Treatment of prostate cancer cells with 200 µm S-adenosylmethionine (SAM) inhibits the proliferation in a time-dependent manner. PC-3 (A) and DU145 (B) cells were seeded in 96 well plates and treated with SAM or the vehicle (control) for 24 h, 72 h and 120 h respectively. Proliferation was measured using the 3-(4,5-dimethylthiazole-2-yl)-2,5-diphenyl tetrazolium bromide assay. Treatment of PC-3 and DU145 cells with SAM displayed an impaired proliferation compared to the control. The intensities of signals are expressed as arbitrary units. The image shows the means ± SD of three independent experiments: *P < 0.01, **P < 0.001, ***P < 0.0001
SAM causes cell cycle arrest in the S-phase of prostate cancer cells
To gain more information about the origin of the inhibitory effect, cell cycle analysis of treated and control samples was carried out using the Muse™ Cell Analyzer. Figure 2 displays the time-dependent distribution of PC-3 (Fig. 2A) and DU145 (Fig. 2B) cells in the different cell cycle phases following treatment with SAM (200 µm). After 24 h, no significant differences between treated cells and controls could be observed in both cell lines. After 72 h, a highly significant increase of cells in the S-phase (PC-3: 39 ± 5%; DU145: 31 ± 2%) compared to controls (PC-3: 25 ± 3%; DU145: 22 ± 2%) was found, accompanied by a significant decrease of treated cells in the G1/G0 phase (PC-3: 31 ± 4%; DU145: 50 ± 3%) compared to controls (PC-3: 50 ± 3%; DU145 69 ± 4%). After 120 h of treatment with SAM, there was even a higher percentage of cells accumulated in the S-phase (59 ± 6% of the PC-3 cells and 39 ± 3% of the DU145 cells) compared to controls (PC-3: 22 ± 2%; DU145: 20 ± 3). Additionally, the percentage of treated cells in the G0/G1 phase (PC-3: 25 ± 3%; DU145: 37 ± 3%) decreased in both cell lines compared to controls (PC-3: 60 ± 4%; DU145: 64 ± 5%). Both results were highly significant. Moreover, after 120 h of treatment with SAM, DU145 cells showed a highly significant accumulation in the G2/M phase (16 ± 2%) compared to controls (9 ± 1%).

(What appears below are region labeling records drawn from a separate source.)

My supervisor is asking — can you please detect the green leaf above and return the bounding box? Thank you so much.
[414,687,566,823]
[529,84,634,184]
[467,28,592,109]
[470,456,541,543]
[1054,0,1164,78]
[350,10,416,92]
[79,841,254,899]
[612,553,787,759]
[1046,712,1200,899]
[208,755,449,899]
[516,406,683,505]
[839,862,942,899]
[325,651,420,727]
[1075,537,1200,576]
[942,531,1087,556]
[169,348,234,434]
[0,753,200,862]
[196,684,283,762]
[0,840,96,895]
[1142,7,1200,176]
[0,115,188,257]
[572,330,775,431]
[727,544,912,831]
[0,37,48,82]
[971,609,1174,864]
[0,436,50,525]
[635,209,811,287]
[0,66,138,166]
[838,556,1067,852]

Cell cycle analysis of PC-3 (A) and DU145 (B) cells treated with 200 µm of S-adenosylmethionine. The treated cells were analysed after 24 h, 72 h and 120 h respectively using Muse™ cell analyser. A and B are showing representative cell cycle plots at different time points treated with SAM and the vehicle (Ctrl, vehicle). The quantitative data indicate a significant arrest of SAM treated prostate cancer cells in the S-phase after 72 h and 120 h compared to controls and a significant decrease of treated cells in the G0/G1 phase. Treated DU145 cells additionally display a significant accumulation during the G2/M phase. The images display the means ± SD of three independent experiments: *P < 0.01, **P < 0.001, ***P < 0.0001
SAM induces apoptosis in prostate cancer cells in a time-dependent manner
Figure 3 shows significant differences in the induction of apoptosis in PC-3 (Fig. 3A) and DU145 (Fig. 3B) cells following treatment with SAM compared to controls exposed to the vehicle. After 24 h, however, no alterations between controls and treated cells could be observed in both cell lines (Fig. 3A, B). In PC-3 cells treated with SAM, however, the percentage of living cells decreased significantly after 72 h (from 96 ± 2% to 83 ± 3%) and after 120 h (95 ± 2% to 82 ± 3%) A significant increase in the fraction of early apoptosis could be detected after 72 h and 120 h of treatment (SAM: 9 ± 1%/11 ± 2% compared to controls: 3.7 ± 0.6%/4 ± 0.9%) and also in the fraction of the late apoptosis (SAM: 6 ± 0.9%/5 ± 1% compared to controls: 1 ± 0.3%/1 ± 0.2%). In DU145 cells, the percentage of living cells decreased significantly after 72 h (Controls: 94 ± 6%; SAM: 88 ± 4%) and 120 h (Controls: 94 ± 4%; SAM: 84 ± 5%) of treatment with SAM. The fraction of early apoptosis in treated DU145 cells increased slightly after 72 h (controls: 4 ± 1%; SAM: 6 ± 1%) and more clearly after 120 h (controls: 3 ± 1%; SAM: 9 ± 1%), wheras the fraction of late apoptosis increased highly significantly after 72 h and 120 h, respectively (controls: 1 ± 0.2%/2 ± 0.4%; SAM: 5 ± 1%/6 ± 1%).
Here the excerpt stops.